Lo conosco da quasi vent’anni. Mi fu presentato da amici. Subito manifestò il suo essere omosessuale, con un malcelato orgoglio (lo distingue dal pride festaiolo). Abbiamo raggiunto una reciproca confidenza che ci permette di entrare nei diversi argomenti senza pregiudizi e sospetti.
Gli chiesi dopo alcuni incontri a cena di amici come potesse conciliare il suo essere omosessuale con la fede. Notai che si aspettava la domanda, quasi volesse dimostrarmi che non c’era nulla di anomalo fra la sua condizione e la fede.
“Ho fatto fatica, all’inizio, a farmi accettare, a evitare giudizi sbrigativi. Vengo da una famiglia cattolica, mio padre si occupava di assistenza ai disagiati. In casa c’erano regole severe, ma tanto amore da parte dei miei genitori. Mi accorgevo che giocare con le mie coetanee non era difficile: non avevo pruriti come tutti gli altri compagni. Uscivo con loro, andavamo al cinema, a prendere la pizza. Gioiosamente. Ci fu un’occasione, verso i diciotto anni, nella quale trovandomi casualmente con un compagno del liceo, avvertii un’emozione intensa quando mi strinse la mano per salutarmi”
“Quando mi accorsi della mia ‘diversità’ non tardai a parlarne in casa e nonostante i timori trovai una profonda comprensione nei miei.

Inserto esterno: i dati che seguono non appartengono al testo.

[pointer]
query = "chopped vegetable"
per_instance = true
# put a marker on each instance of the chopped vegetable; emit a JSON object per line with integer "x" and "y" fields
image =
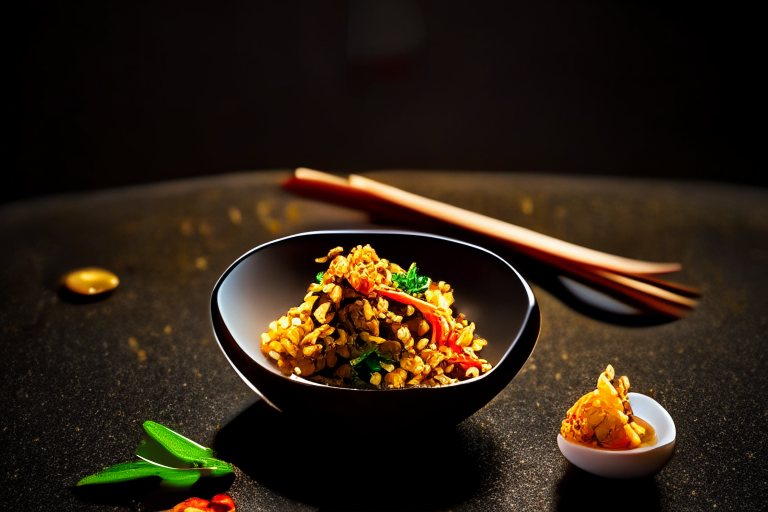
{"x": 604, "y": 416}
{"x": 219, "y": 503}
{"x": 193, "y": 459}
{"x": 411, "y": 282}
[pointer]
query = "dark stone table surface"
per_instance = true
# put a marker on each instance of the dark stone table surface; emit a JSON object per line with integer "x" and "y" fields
{"x": 80, "y": 376}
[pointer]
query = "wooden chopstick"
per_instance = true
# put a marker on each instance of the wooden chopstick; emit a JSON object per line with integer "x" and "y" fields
{"x": 511, "y": 233}
{"x": 631, "y": 278}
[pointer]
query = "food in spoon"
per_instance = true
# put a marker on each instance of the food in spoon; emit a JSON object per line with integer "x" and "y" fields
{"x": 91, "y": 281}
{"x": 603, "y": 418}
{"x": 368, "y": 323}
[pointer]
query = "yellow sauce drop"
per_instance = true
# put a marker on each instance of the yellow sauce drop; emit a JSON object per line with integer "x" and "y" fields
{"x": 647, "y": 439}
{"x": 91, "y": 281}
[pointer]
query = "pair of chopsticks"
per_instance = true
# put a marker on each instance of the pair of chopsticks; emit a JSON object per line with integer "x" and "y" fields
{"x": 632, "y": 281}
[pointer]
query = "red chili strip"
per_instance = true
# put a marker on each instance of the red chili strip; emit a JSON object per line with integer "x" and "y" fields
{"x": 219, "y": 503}
{"x": 439, "y": 327}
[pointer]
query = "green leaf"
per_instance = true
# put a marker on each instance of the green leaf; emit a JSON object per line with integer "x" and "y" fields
{"x": 217, "y": 467}
{"x": 372, "y": 362}
{"x": 411, "y": 282}
{"x": 183, "y": 448}
{"x": 142, "y": 469}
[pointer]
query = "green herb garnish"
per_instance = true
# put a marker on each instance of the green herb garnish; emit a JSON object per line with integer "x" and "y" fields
{"x": 178, "y": 461}
{"x": 411, "y": 282}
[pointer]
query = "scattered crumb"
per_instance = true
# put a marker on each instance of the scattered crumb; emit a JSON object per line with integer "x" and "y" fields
{"x": 235, "y": 216}
{"x": 273, "y": 226}
{"x": 134, "y": 344}
{"x": 263, "y": 209}
{"x": 186, "y": 227}
{"x": 204, "y": 228}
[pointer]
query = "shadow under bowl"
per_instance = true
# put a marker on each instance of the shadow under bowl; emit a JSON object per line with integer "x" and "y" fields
{"x": 267, "y": 281}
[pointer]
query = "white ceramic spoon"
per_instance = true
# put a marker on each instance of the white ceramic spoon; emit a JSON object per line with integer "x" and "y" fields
{"x": 636, "y": 463}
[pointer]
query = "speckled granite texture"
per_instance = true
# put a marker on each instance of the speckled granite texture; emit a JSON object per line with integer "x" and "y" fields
{"x": 82, "y": 375}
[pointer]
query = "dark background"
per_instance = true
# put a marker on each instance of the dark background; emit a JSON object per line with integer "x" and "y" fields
{"x": 107, "y": 94}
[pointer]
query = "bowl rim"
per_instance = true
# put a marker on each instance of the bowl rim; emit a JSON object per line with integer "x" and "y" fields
{"x": 214, "y": 311}
{"x": 617, "y": 454}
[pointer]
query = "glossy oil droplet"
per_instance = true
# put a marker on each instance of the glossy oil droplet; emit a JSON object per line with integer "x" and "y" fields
{"x": 91, "y": 281}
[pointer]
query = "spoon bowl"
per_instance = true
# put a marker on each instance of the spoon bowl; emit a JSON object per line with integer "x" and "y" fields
{"x": 265, "y": 282}
{"x": 623, "y": 464}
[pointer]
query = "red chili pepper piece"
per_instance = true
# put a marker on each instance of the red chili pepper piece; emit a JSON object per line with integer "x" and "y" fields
{"x": 439, "y": 328}
{"x": 465, "y": 361}
{"x": 219, "y": 503}
{"x": 224, "y": 500}
{"x": 192, "y": 504}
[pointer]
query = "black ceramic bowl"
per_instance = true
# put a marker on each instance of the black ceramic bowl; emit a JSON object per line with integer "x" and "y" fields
{"x": 265, "y": 282}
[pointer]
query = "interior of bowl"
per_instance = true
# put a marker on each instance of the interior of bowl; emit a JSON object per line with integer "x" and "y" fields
{"x": 264, "y": 283}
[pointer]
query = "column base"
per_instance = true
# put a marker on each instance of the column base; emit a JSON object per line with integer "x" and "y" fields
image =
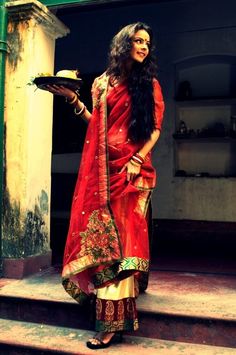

Mi dissero solo: “Sii fedele al Signore”. Certo adesso non sento più addosso il peso di una condanna che veniva e ancora viene dai perbenisti, dai sepolcri imbiancati, da gente che ci vede solo come dei “viziati, “anormali”. Io mi sento normale nella mia cosiddetta anormalità perché vivo un rapporto d’amore con il mio compagno, nella fedeltà e nel rispetto.
“Vado a messa, prego, leggo il Vecchio e il Nuovo Testamento, il Vangelo e cerco di condurre un’esistenza regolare. Seguo un corso di teologia, mi interessa molto. Non giudico. Faccio ogni sforzo per non giudicare anche per non farmi giudicare”.
Una volta ho partecipato all’incontro che ogni quindici giorni hanno con un sacerdote. Si è parlato del Vangelo, di Cristo e dell’amore per il prossimo. All’uscita mi sono sentito più rinfrancato nella fede perché quelli li ho sentiti tutti miei fratelli e il passo di Luca mi è sembrato indicativo di un messaggio che ci invita a essere “liberi in Cristo”.